I start the game with a reminder to myself to pay attention: “Don’t lose your queen.”
On the all-too-frequent occasions when I lose concentration, or my husband sets up a strategy from which I can’t escape, the loss of my most powerful piece doesn’t bring out the best in me.
“Argh,” I groan, sometimes slapping my hand down on the table in frustration.
This day, however, with great satisfaction, I capture my husband’s queen and his response is different.
”Well done,” he says.
I wonder, not for the first time, about the kind of parenting that produced a kid, now a man, who says “well done” when his queen is captured. I think of my gentle, encouraging father-in-love, and it makes perfect sense.
There’s something about Gerry’s words that makes me want to do better—in the way I play the game, and in the way I respond to defeat. In the way I respond to everything, really.
This is great truth. Kindness matters. Encouragement changes people. Winning isn’t the most important thing. The most important lessons, the things that alter our perspective and our life, are quiet and simple things we miss when we think we know it all.
The game continues. I rack up another loss despite the capture of my husband’s queen, but I come away from the chess board richer.

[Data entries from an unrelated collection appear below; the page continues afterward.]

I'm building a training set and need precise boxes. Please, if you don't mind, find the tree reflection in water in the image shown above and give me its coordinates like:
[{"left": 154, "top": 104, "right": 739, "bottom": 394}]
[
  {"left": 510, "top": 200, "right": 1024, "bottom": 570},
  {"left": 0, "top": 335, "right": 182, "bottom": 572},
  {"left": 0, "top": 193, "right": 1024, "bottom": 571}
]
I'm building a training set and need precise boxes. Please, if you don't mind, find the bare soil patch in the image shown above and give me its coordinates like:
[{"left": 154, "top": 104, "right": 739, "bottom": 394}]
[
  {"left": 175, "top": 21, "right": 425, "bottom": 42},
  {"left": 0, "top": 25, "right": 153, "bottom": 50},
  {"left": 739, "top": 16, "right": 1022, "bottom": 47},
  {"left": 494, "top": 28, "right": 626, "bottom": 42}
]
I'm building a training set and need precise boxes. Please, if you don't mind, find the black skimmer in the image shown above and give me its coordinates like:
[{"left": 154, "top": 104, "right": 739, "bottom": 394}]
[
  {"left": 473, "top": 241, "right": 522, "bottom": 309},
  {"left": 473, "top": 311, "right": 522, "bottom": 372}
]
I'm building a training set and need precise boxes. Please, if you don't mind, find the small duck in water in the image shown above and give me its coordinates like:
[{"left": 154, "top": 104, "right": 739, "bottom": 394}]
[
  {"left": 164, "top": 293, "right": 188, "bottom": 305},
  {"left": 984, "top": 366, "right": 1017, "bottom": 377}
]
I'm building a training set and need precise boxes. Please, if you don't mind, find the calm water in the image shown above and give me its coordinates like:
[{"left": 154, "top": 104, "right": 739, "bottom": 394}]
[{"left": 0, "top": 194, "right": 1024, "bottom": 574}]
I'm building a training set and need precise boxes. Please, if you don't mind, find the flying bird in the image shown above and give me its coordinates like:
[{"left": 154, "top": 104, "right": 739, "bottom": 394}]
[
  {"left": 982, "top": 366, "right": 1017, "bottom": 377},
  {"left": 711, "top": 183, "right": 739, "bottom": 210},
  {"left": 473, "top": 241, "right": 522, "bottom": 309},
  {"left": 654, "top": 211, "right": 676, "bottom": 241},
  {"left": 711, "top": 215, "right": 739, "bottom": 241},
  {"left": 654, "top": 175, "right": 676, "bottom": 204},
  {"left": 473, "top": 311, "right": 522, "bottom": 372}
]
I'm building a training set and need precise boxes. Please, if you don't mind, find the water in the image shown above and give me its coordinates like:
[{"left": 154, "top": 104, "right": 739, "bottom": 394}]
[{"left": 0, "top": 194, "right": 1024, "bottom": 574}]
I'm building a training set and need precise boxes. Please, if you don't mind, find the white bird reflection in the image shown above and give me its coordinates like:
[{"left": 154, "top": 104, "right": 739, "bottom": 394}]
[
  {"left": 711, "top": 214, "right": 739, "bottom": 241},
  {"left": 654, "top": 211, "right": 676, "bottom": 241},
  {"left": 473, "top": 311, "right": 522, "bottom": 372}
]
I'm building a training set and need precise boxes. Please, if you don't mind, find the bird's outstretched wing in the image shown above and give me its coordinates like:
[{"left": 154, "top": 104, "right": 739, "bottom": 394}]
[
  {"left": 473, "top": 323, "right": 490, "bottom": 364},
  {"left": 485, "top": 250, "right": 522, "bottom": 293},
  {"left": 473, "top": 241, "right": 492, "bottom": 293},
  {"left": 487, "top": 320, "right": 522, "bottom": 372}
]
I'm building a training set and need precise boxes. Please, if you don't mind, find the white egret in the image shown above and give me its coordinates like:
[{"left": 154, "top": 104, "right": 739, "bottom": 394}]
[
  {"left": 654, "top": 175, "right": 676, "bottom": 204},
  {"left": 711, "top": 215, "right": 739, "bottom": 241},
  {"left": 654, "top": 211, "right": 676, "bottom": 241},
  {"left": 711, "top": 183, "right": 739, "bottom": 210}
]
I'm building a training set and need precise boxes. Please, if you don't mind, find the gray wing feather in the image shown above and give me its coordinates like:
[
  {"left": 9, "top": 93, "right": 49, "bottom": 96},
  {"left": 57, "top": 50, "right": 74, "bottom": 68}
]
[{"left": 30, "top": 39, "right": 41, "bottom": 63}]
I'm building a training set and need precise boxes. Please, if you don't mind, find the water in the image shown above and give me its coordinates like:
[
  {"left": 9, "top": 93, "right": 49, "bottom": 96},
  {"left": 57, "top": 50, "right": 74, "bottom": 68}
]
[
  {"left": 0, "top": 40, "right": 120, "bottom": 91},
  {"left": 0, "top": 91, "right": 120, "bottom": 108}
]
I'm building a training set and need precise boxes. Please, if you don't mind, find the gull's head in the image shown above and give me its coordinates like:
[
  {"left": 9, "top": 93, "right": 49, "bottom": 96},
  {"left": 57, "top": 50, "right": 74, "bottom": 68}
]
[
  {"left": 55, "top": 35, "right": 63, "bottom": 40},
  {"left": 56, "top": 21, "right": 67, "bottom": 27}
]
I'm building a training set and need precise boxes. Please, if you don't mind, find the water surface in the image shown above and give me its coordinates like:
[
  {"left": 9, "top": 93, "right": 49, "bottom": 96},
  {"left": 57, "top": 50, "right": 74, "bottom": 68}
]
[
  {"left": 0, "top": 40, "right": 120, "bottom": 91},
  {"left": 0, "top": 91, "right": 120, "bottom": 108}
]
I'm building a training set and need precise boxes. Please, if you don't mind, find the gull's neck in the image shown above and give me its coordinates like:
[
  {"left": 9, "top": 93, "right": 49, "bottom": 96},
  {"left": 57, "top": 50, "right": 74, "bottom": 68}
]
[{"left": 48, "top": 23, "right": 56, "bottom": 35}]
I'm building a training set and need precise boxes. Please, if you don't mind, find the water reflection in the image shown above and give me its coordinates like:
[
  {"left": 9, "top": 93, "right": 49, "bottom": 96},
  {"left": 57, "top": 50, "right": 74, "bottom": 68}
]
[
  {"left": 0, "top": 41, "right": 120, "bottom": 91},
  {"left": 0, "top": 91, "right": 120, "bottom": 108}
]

When my 8-year-old grandson was teaching me how to play chess, he had his hand playing “solitaire” on a checker board near by because I was so slow.
Ha! I love it! And I understand. 🙂
My son tried to teach me chess. He did, but I was never one to “get into it” like he did. He’s the strategist. I am not. I like easy games with words – like Scrabble. I don’t like games that I have to think 5 moves ahead.
It’s interesting to me how poor I am at chess. I was a computer programmer (don’t think they’re called that anymore!) for years and lived in the world of logic and if-then-else. It seems those skills would translate to chess strategy, but it seems not. We like all kinds of games around here, but Scrabble is off limits. We played one game, not long after we were married, and I vowed to never play with Gerry again. He’s got some dyslexia and makes words up! A crime, in the eyes of this wordy girl!